ASGR1 refers to both a specific gene and the protein it produces. The ASGR1 gene carries instructions for building the asialoglycoprotein receptor 1 protein. This protein performs specialized tasks within the body. Understanding this relationship is foundational to its broader biological implications.
The Role of ASGR1 in the Body
The ASGR1 protein acts as a receptor on the surface of liver cells (hepatocytes). Its function is to recognize and clear specific proteins from the bloodstream. These targeted proteins, called asialoglycoproteins, are proteins with certain sugar chains removed from their surfaces.
Once an asialoglycoprotein binds to the ASGR1 receptor, the complex is internalized into the liver cell through endocytosis. This complex is then transported to a sorting compartment, where the receptor and its bound glycoprotein separate. The ASGR1 receptor is recycled back to the cell surface, while cleared glycoproteins are directed for degradation within the cell’s lysosomal centers. This continuous process helps maintain the proper balance of proteins circulating in the body.
Genetic Variations and Their Impact
The ASGR1 gene can exhibit different versions or alterations in its DNA sequence, known as genetic variants. Some of these variants can lead to a “loss-of-function” in the ASGR1 protein. This means the protein is either less efficient or produced in reduced amounts.
For example, a rare 12-base-pair deletion within intron 4 of the ASGR1 gene can activate a hidden splice site, resulting in a truncated and unstable protein. Another loss-of-function variant involves a 4-base-pair insertion that introduces an early stop signal at position 158. These genetic changes directly impair the ASGR1 protein’s ability to effectively bind and clear its target asialoglycoproteins from circulation.

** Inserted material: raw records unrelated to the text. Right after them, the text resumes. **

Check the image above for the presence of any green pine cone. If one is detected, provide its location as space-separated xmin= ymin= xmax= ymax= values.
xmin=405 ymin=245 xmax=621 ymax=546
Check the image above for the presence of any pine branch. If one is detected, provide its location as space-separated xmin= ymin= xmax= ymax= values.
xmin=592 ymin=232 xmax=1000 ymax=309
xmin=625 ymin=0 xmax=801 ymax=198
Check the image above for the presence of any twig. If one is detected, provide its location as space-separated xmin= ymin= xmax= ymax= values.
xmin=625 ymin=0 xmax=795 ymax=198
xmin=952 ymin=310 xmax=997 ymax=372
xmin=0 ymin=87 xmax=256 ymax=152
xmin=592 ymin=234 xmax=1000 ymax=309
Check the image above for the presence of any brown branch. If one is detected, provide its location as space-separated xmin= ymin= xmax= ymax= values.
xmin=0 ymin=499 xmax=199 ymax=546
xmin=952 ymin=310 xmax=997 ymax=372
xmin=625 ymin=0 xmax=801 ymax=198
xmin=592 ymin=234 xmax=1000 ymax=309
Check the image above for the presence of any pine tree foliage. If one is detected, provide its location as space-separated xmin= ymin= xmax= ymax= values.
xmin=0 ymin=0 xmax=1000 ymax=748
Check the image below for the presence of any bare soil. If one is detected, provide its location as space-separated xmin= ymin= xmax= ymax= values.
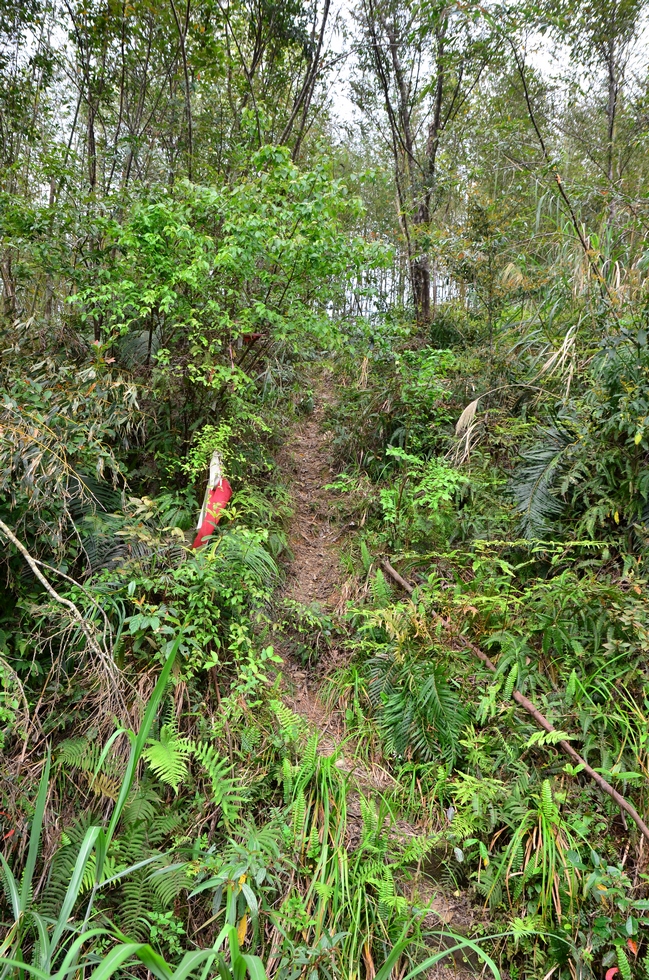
xmin=276 ymin=370 xmax=486 ymax=980
xmin=277 ymin=372 xmax=341 ymax=609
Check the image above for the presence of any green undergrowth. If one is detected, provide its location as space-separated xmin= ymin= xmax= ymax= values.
xmin=0 ymin=300 xmax=649 ymax=980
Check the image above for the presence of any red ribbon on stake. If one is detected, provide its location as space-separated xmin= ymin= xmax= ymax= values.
xmin=192 ymin=451 xmax=232 ymax=548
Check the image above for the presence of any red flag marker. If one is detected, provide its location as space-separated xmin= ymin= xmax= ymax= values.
xmin=192 ymin=452 xmax=232 ymax=548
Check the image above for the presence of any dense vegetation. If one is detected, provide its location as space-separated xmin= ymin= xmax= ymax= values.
xmin=0 ymin=0 xmax=649 ymax=980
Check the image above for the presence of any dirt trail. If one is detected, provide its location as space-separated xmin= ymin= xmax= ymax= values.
xmin=277 ymin=372 xmax=340 ymax=608
xmin=277 ymin=369 xmax=341 ymax=740
xmin=277 ymin=369 xmax=475 ymax=964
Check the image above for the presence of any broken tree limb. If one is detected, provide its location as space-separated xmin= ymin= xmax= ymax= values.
xmin=0 ymin=521 xmax=116 ymax=673
xmin=381 ymin=559 xmax=649 ymax=840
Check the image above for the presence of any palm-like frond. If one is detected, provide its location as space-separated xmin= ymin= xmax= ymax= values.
xmin=370 ymin=655 xmax=467 ymax=764
xmin=511 ymin=425 xmax=577 ymax=537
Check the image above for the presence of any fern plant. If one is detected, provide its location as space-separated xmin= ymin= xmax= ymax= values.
xmin=368 ymin=653 xmax=468 ymax=765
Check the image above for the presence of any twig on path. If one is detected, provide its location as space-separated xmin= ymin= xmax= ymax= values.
xmin=381 ymin=558 xmax=649 ymax=840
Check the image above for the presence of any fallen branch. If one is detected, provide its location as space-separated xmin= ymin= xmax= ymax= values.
xmin=0 ymin=521 xmax=117 ymax=675
xmin=381 ymin=559 xmax=649 ymax=840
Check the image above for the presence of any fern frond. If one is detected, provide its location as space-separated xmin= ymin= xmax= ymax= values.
xmin=142 ymin=723 xmax=194 ymax=793
xmin=194 ymin=742 xmax=246 ymax=821
xmin=511 ymin=425 xmax=576 ymax=537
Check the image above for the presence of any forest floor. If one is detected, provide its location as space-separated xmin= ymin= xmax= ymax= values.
xmin=268 ymin=369 xmax=483 ymax=980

Connection to Human Health and Disease
Loss-of-function variants in the ASGR1 gene impact human health, particularly cardiovascular health. Individuals carrying these variants often exhibit lower levels of non-HDL cholesterol, which includes “bad” cholesterol like LDL. For instance, heterozygous carriers of the 12-base-pair deletion variant have shown a decrease of approximately 13.6 to 15.3 mg per deciliter in non-HDL cholesterol compared to non-carriers.
This reduction in cholesterol is associated with a significantly decreased risk of coronary artery disease and heart attacks. Studies indicate that carriers of the del12 variant experience a 34% lower risk of coronary artery disease. The protective effect of these ASGR1 variants extends beyond cholesterol lowering, with additional mechanisms contributing to improved cardiovascular health. Research in animal models, such as ASGR1-deficient pigs, indicates that the cholesterol-lowering effect may involve reduced cholesterol synthesis in the liver and enhanced clearance of low-density lipoprotein (LDL).
Beyond its established link to cardiovascular health, ASGR1 is also an area of active research in other conditions. Investigation is ongoing into its potential role in non-alcoholic fatty liver disease (NAFLD), where studies in mice suggest ASGR1 deficiency might lead to increased fat accumulation in adipose tissue or be associated with liver damage during obesity. Furthermore, ASGR1 has been identified as a potential receptor that facilitates the entry of certain viruses, including SARS-CoV-2, into liver cells, offering new avenues for understanding viral infections and developing therapeutic strategies. These connections underscore the broad scientific and medical interest in ASGR1.